= Agnes McWhinney =

Agnes McWhinney (1891–1987) was a solicitor in Queensland, Australia. She was one of the first female solicitors in Australia, following Victoria's Flos Greig (admitted to practice in 1905) and Anna Brennan (in 1911).

== Early life ==
Agnes McWhinney was born on 25 September 1891 at Ravenswood Junction (now known as Mingela) in Queensland, the daughter of Andrew McWhinney and his wife Margaret (née McIntyre). She attended Townsville Grammar School.

== Career ==
McWhinney's ambition was to become a doctor, but the cost of attending medical school in Sydney was very expensive. Her brother Joseph McWhinney was completing his Articles of Clerkship at solicitors, Wilson and Ryan, in Townsville and he persuaded her to pursue the law instead. In 1910, Wilson and Ryan accepted Agnes McWhinney as an articled clerk.

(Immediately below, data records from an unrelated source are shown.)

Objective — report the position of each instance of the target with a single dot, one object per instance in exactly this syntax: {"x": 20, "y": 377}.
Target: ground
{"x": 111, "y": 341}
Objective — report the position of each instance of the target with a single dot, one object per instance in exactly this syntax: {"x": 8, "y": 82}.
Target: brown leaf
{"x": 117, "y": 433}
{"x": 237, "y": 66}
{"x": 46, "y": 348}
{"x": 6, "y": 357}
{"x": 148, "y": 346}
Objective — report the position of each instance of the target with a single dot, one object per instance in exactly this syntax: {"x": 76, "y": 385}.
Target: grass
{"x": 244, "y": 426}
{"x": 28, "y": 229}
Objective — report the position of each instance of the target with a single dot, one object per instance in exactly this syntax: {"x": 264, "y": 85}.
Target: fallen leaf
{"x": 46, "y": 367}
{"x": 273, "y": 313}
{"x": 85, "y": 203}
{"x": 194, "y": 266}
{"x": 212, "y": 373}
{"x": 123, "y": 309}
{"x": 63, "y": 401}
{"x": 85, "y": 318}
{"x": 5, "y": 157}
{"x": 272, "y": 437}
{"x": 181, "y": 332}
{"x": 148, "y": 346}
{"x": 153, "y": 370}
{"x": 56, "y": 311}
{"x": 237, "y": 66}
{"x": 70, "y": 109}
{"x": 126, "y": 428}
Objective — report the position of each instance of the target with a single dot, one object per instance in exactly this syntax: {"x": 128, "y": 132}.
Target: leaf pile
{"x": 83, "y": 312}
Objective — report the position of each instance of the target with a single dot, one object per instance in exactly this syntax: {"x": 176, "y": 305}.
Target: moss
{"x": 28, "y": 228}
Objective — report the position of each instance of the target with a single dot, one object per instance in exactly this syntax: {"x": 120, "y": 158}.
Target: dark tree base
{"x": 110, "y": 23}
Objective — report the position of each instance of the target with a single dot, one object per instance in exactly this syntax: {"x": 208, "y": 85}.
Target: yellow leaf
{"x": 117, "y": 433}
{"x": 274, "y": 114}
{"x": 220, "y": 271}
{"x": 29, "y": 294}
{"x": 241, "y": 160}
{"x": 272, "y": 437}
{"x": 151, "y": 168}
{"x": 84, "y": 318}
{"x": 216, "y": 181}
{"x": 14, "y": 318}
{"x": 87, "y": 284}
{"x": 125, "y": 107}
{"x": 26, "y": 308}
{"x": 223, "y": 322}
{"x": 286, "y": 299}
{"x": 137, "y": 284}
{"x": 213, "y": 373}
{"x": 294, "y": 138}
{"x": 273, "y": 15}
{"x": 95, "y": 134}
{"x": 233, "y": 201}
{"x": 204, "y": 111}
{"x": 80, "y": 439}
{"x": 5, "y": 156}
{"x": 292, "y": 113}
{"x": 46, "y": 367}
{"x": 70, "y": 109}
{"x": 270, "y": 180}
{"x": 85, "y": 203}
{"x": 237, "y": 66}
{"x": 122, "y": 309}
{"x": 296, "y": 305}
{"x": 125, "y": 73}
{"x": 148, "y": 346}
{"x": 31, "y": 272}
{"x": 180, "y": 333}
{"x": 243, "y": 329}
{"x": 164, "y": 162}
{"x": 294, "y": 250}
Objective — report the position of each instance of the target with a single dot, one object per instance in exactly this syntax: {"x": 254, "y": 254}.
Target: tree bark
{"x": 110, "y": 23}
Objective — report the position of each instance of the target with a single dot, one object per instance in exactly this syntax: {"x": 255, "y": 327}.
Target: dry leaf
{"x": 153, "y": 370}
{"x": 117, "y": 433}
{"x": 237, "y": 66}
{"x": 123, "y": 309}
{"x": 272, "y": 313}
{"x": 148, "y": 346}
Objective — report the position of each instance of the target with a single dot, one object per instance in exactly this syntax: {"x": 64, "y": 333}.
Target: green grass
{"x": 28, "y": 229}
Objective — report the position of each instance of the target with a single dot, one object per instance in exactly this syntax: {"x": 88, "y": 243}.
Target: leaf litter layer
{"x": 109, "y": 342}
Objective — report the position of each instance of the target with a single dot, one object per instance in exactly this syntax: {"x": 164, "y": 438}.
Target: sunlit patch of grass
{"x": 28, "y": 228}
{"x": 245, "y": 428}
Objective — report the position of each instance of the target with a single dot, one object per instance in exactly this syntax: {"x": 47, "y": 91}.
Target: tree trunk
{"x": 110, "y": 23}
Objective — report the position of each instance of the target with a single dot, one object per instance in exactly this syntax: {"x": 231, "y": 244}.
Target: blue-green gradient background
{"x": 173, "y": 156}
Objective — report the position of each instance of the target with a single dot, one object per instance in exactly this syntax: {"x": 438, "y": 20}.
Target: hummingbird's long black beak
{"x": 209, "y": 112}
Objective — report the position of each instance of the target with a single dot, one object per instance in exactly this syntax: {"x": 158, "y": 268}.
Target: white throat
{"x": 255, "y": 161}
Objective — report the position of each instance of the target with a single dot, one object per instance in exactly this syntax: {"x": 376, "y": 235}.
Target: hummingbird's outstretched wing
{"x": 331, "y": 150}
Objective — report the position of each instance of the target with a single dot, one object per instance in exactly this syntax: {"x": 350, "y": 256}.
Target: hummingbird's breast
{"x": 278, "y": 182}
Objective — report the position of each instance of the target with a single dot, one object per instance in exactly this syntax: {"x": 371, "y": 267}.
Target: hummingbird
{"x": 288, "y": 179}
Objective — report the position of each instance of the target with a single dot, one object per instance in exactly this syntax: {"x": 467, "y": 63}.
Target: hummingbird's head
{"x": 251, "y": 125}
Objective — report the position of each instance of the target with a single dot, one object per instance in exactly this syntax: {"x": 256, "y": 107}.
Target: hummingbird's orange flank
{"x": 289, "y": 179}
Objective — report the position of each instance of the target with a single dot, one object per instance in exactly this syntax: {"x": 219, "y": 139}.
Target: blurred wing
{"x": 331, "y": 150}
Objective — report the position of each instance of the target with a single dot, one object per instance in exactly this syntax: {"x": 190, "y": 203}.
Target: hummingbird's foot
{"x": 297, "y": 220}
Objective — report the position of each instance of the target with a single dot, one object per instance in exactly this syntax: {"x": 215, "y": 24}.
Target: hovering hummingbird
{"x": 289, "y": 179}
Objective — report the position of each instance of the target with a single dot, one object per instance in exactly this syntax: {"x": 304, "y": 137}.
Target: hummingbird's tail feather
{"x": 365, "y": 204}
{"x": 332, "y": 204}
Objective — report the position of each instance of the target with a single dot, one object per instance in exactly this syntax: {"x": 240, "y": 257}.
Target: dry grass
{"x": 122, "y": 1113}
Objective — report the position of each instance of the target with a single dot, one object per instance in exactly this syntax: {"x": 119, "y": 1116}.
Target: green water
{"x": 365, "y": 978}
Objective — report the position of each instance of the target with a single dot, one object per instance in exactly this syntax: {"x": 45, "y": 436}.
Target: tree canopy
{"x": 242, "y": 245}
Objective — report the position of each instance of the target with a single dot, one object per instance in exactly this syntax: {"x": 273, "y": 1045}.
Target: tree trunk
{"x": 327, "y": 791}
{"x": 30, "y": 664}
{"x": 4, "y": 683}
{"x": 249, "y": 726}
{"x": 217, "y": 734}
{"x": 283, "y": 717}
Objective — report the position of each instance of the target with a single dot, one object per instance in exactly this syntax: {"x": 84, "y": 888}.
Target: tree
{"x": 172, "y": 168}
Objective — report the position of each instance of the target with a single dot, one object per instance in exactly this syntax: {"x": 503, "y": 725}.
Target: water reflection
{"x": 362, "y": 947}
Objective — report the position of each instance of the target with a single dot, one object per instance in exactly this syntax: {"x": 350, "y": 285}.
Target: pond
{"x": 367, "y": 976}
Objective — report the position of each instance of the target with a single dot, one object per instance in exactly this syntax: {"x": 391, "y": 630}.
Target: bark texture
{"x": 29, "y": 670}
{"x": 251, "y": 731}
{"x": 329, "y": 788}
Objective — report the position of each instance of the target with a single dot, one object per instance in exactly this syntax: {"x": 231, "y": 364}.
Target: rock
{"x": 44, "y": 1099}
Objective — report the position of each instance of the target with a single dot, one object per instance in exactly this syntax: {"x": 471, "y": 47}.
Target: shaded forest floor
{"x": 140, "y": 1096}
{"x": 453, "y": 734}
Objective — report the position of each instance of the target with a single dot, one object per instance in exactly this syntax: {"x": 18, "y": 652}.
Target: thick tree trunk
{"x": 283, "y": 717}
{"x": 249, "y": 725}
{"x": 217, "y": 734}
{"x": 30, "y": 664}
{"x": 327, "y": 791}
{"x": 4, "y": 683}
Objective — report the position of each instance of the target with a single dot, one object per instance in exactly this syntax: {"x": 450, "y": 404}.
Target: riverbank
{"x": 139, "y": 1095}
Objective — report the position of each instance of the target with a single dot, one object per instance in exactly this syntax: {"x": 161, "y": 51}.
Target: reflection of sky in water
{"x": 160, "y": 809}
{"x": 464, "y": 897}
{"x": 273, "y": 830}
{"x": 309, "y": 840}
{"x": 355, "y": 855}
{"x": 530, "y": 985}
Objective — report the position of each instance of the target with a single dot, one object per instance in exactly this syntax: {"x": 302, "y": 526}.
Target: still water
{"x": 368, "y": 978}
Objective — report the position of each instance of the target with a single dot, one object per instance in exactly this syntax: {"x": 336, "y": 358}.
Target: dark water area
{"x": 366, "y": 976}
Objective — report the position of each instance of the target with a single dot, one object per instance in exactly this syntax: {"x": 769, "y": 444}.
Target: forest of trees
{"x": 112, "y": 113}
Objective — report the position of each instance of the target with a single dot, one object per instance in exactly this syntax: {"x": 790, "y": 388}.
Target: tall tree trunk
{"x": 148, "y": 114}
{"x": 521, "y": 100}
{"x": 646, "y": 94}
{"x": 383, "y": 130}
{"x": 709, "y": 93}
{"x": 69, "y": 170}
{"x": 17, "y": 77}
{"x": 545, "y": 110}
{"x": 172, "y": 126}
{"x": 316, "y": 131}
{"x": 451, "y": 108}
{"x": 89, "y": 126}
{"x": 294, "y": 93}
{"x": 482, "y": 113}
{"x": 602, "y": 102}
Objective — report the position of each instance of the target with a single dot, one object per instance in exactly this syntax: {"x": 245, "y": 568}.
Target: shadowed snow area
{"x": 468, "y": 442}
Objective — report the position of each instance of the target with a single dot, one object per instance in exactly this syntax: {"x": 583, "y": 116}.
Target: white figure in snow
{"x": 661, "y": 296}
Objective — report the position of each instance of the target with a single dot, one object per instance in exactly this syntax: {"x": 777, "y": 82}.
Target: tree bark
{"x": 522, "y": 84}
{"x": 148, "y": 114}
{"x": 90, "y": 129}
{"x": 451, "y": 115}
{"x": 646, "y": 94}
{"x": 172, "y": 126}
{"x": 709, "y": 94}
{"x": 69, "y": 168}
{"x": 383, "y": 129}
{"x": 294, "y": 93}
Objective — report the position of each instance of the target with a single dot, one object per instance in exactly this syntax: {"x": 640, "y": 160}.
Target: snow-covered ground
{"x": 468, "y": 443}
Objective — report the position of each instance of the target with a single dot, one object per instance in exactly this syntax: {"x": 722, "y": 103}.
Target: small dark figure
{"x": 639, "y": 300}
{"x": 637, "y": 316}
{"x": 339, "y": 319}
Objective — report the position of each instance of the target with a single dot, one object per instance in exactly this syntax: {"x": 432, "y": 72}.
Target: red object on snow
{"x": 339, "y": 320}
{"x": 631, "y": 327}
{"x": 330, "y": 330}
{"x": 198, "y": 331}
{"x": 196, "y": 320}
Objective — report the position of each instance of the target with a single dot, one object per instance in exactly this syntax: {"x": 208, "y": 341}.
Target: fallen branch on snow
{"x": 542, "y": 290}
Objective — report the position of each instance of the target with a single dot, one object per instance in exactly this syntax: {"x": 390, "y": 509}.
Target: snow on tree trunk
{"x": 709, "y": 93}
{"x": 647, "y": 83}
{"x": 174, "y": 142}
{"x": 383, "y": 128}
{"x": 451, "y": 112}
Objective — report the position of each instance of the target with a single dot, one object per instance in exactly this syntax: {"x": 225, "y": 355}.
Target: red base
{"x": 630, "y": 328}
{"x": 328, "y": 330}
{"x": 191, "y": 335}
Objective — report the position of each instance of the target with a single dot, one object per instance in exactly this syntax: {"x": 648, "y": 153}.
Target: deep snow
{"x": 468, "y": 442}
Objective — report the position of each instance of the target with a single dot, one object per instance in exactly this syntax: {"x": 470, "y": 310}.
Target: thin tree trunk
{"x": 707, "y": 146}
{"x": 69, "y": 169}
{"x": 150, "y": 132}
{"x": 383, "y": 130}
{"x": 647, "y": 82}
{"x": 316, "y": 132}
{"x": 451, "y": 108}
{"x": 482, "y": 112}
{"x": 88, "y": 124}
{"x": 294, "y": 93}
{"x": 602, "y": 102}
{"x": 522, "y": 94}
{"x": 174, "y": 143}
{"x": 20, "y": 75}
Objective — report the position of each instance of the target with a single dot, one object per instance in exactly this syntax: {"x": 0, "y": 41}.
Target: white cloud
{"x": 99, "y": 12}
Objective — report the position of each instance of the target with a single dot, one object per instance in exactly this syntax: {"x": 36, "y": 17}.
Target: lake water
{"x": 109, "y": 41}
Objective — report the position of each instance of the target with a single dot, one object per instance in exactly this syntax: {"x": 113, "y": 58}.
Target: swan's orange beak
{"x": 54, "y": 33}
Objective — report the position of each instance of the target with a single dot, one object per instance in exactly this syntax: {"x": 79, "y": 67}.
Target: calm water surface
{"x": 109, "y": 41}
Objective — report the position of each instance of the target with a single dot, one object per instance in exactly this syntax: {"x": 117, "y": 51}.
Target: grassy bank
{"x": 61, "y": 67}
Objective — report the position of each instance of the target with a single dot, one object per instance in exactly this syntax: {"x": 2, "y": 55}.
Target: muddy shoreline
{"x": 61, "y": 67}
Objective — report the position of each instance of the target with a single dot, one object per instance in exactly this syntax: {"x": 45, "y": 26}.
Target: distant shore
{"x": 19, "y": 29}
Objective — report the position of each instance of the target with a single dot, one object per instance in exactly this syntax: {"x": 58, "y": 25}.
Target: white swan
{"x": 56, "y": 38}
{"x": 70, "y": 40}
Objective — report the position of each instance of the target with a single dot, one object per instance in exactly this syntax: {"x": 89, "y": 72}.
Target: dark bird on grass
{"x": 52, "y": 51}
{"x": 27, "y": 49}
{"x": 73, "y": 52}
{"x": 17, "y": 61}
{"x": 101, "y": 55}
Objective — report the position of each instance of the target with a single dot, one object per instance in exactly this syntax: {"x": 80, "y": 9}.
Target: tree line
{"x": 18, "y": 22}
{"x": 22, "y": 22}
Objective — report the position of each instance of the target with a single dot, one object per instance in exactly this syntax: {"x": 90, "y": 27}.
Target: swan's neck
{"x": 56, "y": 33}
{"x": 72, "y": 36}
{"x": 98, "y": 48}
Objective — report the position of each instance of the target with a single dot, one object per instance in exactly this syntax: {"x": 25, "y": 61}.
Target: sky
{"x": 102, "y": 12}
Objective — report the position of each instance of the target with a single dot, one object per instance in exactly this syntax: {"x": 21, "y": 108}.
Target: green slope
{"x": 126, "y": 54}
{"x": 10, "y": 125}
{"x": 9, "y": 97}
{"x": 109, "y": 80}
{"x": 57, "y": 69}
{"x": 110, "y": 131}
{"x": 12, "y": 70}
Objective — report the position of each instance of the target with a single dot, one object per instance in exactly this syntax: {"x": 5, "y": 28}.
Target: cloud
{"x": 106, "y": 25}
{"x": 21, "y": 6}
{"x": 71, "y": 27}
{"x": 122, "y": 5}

Although Justice Pope Cooper of the Northern Supreme Court of Queensland disliked the idea of women entering the legal profession, he was unable to find any basis to refuse her and so admitted her to practise as a solicitor on 7 December 1915. However, she then had to repeatedly protest to be paid a comparable wage to male solicitors.

== Later life ==
On 23 March 1920, McWhinney married Lowell Mason Osborne and discontinued her paid employment and only did legal work as a community service. On 5 October 1926, McWhinney was present when Katherine Elizabeth McGregor became the first female barrister in Queensland when she was admitted to the Queensland Bar Association.

Agnes Osborne died in Brisbane on 2 August 1985. She was buried in Toowong Cemetery.

== Legacy ==
The Queensland Law Society has an annual Agnes McWhinney Award to recognise the contributions of a female lawyer.